The sweet-voiced young boys and deep-voiced older boys sang Christmas carols and a Hanukkah medley. All the while their bodies swayed like ripples in the Red Sea.

The sweet-voiced young boys and deep-voiced older boys sang Christmas carols and a Hanukkah medley. All the while their bodies swayed like ripples in the Red Sea.

The 150 members of the Keystone State Boychoir weren't just delivering a holiday concert yesterday at First Presbyterian Church in Germantown. They were warming up their voices for a trip that truly requires warming.

They're going to sing in Antarctica.

On Thursday, the choir leaves on a concert tour to Chile and Antarctica. The one-day Antarctica excursion, where they will sing to a multinational audience of researchers stationed on King George Island, will give the choir the distinction of having performed on every continent.

What significance does that hold for 18-year-old Stuart Pasch of Lower Gwynedd, who has been in the choir since its founding?

"First of all, it's bragging rights," he said.

Second of all, it's one more trip for him and the others that is sure to be filled with laughter, life lessons, and unexpected events with the choir he loves.

The Antarctica performance is part of the group's trip to Chile to celebrate that country's 200th anniversary.

Associate music director Steven Fisher had considered taking a tour there ever since a Chilean American friend described the beauty and culture of his homeland.

Antarctica was added to the itinerary because, comparably speaking, it was a short hop (about three hours) by plane from a town in Chile where the choir is to perform and because it was the last continent the group needed to boast it had collected the full set.
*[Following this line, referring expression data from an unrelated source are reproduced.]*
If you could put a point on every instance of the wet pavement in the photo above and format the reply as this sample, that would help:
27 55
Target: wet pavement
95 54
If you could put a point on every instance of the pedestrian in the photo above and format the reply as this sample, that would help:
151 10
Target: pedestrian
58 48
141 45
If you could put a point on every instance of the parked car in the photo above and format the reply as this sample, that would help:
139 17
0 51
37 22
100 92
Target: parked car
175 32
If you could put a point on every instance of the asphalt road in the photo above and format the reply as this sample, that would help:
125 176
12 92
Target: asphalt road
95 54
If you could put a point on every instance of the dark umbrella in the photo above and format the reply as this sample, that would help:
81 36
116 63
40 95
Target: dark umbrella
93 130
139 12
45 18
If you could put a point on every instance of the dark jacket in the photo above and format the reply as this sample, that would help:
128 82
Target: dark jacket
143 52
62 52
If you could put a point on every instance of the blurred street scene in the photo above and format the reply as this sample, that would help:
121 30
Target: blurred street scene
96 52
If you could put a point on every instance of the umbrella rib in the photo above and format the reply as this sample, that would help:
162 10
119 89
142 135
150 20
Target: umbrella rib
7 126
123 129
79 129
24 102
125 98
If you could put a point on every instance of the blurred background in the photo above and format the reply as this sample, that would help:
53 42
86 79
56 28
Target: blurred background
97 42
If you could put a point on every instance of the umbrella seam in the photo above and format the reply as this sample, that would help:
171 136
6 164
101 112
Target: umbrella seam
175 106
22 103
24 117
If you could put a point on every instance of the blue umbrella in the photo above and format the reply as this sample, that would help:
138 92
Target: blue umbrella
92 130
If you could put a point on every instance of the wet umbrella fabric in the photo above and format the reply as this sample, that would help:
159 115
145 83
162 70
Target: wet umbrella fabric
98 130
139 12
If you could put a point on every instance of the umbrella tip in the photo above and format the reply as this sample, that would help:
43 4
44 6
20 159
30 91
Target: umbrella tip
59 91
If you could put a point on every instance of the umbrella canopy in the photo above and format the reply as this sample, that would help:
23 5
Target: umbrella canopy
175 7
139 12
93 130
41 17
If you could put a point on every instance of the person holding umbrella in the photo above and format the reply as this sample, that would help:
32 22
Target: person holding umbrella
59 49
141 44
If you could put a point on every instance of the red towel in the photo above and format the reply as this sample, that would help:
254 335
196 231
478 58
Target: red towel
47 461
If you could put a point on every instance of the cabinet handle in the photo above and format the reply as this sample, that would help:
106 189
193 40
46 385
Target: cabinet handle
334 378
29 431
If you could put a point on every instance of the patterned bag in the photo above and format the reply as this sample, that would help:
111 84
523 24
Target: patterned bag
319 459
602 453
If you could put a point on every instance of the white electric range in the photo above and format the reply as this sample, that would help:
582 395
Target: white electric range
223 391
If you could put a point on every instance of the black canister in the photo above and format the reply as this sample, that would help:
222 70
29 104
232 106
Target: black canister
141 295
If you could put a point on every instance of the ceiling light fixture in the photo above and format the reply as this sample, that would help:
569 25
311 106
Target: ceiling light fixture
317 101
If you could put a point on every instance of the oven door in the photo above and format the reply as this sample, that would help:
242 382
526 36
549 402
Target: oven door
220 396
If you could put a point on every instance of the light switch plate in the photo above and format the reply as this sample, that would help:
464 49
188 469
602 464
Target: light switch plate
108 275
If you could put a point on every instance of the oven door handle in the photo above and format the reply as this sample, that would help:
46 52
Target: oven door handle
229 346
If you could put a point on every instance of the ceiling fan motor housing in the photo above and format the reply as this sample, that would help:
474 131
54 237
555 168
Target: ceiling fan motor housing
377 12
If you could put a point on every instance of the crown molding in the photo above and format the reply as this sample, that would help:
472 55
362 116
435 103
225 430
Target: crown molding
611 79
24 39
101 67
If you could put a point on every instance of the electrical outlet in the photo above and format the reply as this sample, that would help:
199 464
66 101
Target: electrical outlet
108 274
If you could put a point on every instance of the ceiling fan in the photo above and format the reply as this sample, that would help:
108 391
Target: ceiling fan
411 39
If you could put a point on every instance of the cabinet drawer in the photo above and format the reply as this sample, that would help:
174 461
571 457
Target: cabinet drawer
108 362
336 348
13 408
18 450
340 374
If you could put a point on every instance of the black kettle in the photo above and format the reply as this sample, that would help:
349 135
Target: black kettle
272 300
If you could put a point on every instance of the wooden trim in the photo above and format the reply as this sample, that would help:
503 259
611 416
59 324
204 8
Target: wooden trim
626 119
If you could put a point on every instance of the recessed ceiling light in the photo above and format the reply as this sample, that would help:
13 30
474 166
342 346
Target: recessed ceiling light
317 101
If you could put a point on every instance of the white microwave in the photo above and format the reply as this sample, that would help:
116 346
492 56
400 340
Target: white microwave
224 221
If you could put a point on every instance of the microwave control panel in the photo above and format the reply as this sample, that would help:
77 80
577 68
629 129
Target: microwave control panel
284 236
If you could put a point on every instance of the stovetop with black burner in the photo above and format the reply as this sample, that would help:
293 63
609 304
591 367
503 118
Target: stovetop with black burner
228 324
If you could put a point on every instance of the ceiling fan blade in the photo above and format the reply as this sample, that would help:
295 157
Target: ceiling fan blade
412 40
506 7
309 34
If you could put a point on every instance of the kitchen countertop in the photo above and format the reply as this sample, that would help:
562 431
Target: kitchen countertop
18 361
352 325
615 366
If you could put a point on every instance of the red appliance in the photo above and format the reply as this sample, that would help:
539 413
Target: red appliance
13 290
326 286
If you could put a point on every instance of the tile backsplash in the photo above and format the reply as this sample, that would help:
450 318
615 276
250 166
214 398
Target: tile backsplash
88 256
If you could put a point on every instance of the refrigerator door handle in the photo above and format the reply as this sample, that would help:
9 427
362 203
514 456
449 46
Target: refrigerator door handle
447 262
Fisher and music director Joseph Fitzmartin founded the choir in 2001, a year after meeting while working for the better-known Philadelphia Boys Choir & Chorale, Fisher said. The two musicians shared a belief that choral singers should use their entire bodies and their emotions while performing, not stand motionless.

"I've always just felt that if choral music is to thrive in today's world, it should be seen and felt as well as heard," Fisher said, explaining why he and Fitzmartin began the choir.

"We basically ask them to let their bodies sing with their voices," he said.

Pasch, standing in the last row, tilted his face toward the heavens as he sang. In the front, a young boy opened his mouth so wide on long notes that the bottom half of his face seemed to disappear.

The members live throughout the Philadelphia region and have a variety of backgrounds. They range in age from 8 to 18.

One of Fisher's favorite stories illustrating the choir's diversity comes from a plane ride on its first overseas trip, to South Africa in 2001.

A young choir member from an impoverished Camden family was playing cards with a boy from one of the area's wealthiest families.

The Camden youngster, enjoying his first flight, remarked, "This is so awesome," while his wealthy friend noted how cramped it was in coach seating.

"The beauty of that is that music is the great equalizer," Fisher said. "A choir like ours brings kids together."

The choir has brought Pasch together with Matthew Bedenko, a 12-year-old from Wallingford, who is making his first tour with the choir.

Bedenko said he was mentally prepared for the adventure, which means he has no expectations except that Antarctica will be cold.

"I don't think it will affect my singing," Bedenko said.

No expectations is the best approach for these trips, the veteran Pasch, who will leave the choir in June, said yesterday between songs. He told of missed planes and trains, of unexpectedly having to sing to royalty (the prince of Monaco) in T-shirts instead of the choir's forest-green suitcoats and matching ties.

The biggest lesson of his nine choir years is this, Pasch says sagely: "Stuff goes right, but it doesn't go right all the time. You learn to keep your head up and go with it."